Шрифт:
Интервал:
Закладка:
— Джок сам виноват. Сам. Он обливал помойными словами мать, он был готов распотрошить меня. Я защищался!
— Хрень все это! — возражал второй голос. — Ты неплохо уворачивался и спокойно мог бы удрать, не подпустив его к себе и не дать вспороть брюхо. Ты сам ярил его, чтобы он дал тебе повод использовать твою сраную яджу!
— Я не собирался убивать, просто… да, хотел испробовать яджу на этой скотине, но …
— Хрень!

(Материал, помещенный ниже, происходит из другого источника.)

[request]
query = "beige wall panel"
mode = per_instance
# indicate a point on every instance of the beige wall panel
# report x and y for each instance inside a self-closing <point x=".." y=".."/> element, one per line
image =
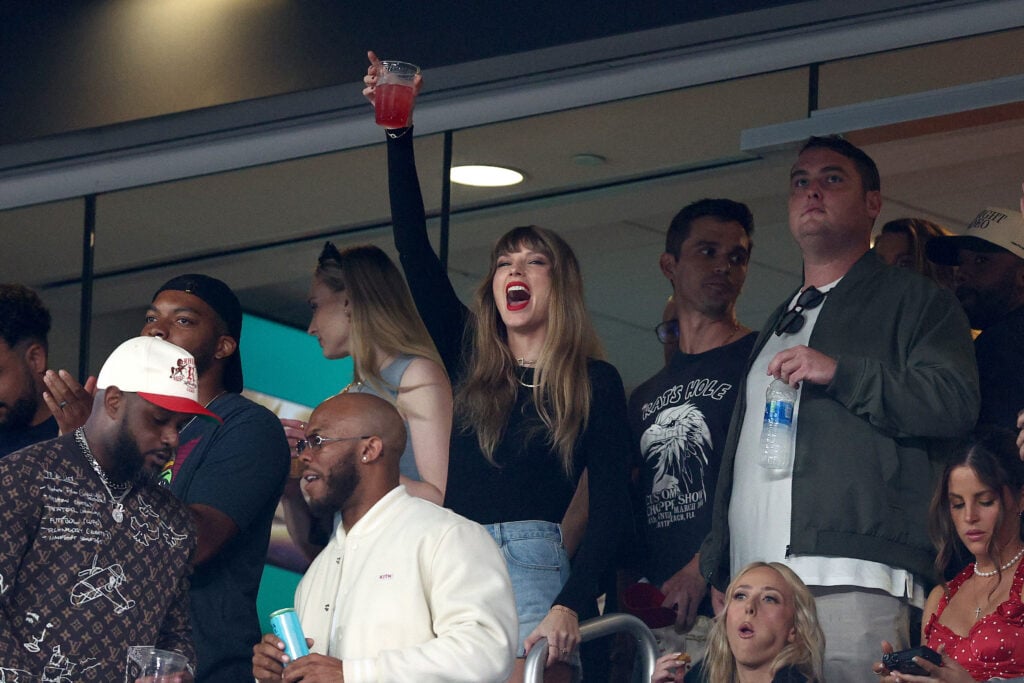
<point x="921" y="69"/>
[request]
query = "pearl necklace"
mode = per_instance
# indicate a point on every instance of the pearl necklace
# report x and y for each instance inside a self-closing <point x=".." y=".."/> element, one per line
<point x="1001" y="568"/>
<point x="118" y="510"/>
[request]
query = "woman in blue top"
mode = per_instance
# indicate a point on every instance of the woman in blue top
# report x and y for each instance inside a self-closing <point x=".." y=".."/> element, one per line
<point x="361" y="308"/>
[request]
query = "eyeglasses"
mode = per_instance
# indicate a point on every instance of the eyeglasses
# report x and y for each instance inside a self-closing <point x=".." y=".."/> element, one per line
<point x="793" y="319"/>
<point x="329" y="255"/>
<point x="316" y="441"/>
<point x="668" y="332"/>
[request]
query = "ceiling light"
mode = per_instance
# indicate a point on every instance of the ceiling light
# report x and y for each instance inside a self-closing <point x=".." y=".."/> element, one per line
<point x="485" y="176"/>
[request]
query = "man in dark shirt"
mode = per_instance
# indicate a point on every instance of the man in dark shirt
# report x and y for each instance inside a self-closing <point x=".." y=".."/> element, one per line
<point x="230" y="475"/>
<point x="680" y="417"/>
<point x="989" y="257"/>
<point x="25" y="323"/>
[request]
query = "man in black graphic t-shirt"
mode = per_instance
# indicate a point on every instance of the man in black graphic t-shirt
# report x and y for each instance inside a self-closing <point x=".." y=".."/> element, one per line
<point x="679" y="418"/>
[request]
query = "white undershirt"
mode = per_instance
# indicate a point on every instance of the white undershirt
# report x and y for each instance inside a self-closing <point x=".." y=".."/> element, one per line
<point x="761" y="508"/>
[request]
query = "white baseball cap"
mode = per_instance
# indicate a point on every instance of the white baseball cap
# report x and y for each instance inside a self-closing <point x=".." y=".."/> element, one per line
<point x="992" y="229"/>
<point x="158" y="371"/>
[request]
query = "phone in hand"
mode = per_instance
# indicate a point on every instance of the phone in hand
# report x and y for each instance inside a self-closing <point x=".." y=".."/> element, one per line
<point x="903" y="660"/>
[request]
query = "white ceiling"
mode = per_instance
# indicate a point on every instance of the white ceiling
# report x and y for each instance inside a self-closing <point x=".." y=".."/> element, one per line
<point x="663" y="151"/>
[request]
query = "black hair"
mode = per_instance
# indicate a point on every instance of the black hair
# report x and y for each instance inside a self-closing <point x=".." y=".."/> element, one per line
<point x="721" y="209"/>
<point x="23" y="315"/>
<point x="993" y="456"/>
<point x="866" y="167"/>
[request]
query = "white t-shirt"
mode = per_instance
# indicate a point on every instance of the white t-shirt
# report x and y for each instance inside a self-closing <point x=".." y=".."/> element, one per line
<point x="761" y="507"/>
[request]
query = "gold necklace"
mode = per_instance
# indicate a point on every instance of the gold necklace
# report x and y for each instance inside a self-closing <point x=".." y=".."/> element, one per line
<point x="526" y="384"/>
<point x="117" y="502"/>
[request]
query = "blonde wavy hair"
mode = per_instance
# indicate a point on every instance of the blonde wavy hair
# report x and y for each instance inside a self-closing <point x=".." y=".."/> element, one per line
<point x="562" y="391"/>
<point x="384" y="317"/>
<point x="919" y="231"/>
<point x="805" y="653"/>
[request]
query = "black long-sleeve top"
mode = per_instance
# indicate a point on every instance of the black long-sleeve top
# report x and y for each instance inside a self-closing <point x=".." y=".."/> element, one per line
<point x="528" y="482"/>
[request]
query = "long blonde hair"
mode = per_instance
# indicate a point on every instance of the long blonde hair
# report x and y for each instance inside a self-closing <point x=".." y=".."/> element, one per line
<point x="805" y="653"/>
<point x="561" y="394"/>
<point x="384" y="318"/>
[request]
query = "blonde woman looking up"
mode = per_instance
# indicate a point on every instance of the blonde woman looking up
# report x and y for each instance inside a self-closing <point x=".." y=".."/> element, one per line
<point x="767" y="633"/>
<point x="535" y="407"/>
<point x="361" y="308"/>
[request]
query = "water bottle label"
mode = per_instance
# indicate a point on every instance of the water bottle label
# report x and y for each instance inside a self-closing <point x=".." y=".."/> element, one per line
<point x="779" y="413"/>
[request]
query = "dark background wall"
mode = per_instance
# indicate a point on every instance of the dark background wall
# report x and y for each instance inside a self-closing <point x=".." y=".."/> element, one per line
<point x="72" y="65"/>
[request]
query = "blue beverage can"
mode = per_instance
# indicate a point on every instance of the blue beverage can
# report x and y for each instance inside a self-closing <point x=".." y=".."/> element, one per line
<point x="286" y="626"/>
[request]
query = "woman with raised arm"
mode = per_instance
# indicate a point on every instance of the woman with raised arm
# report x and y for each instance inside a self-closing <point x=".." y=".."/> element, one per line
<point x="535" y="407"/>
<point x="361" y="308"/>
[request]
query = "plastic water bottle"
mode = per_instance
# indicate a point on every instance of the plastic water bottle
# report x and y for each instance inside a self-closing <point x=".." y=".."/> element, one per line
<point x="776" y="433"/>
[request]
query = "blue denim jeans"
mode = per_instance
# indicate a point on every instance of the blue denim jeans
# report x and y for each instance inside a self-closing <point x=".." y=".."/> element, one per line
<point x="539" y="566"/>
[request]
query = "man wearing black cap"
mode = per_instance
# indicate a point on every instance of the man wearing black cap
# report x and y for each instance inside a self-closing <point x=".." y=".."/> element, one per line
<point x="990" y="287"/>
<point x="94" y="559"/>
<point x="230" y="475"/>
<point x="25" y="323"/>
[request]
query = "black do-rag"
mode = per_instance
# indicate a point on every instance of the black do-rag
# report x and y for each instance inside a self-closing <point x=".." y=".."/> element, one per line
<point x="218" y="296"/>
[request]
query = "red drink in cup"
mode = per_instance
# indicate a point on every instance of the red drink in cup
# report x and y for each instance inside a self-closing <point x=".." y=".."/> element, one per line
<point x="394" y="93"/>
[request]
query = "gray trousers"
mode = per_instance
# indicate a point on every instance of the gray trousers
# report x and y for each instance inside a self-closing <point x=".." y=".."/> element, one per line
<point x="855" y="622"/>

Ты давно выслеживал его, узнавал, выжидал, чтобы подловить его здесь одного, в глухом месте. Ты все рассчитал, копил яджу, и даже не пытался сдержать выброс, потому что знал, что, если Джок уцелеет, то сразу сообщит Непорочным. Ты хотел убить и убил.
— Джок был дерьмом. Паскудой!
— Еще какой! Только вот паскуда Джок никого не убивал. В отличие от тебя…
— Мало того, — продолжал долбить голос, — ты еще и Сироса погубил, ведь именно ты виноват, что из-за тебя страшной смертью умрет невинный опозоренный пекарь.
— Это случайность! Я не хотел! Кто-то донес на него, просто сводя счеты…
— Само собой, кто-то донес… Но это будет случайностью, если ты пойдешь и признаешься в убийстве мясника до того, как его насадят жопой на кол…
— Но тогда казнят меня!
— Само собой… Само собой…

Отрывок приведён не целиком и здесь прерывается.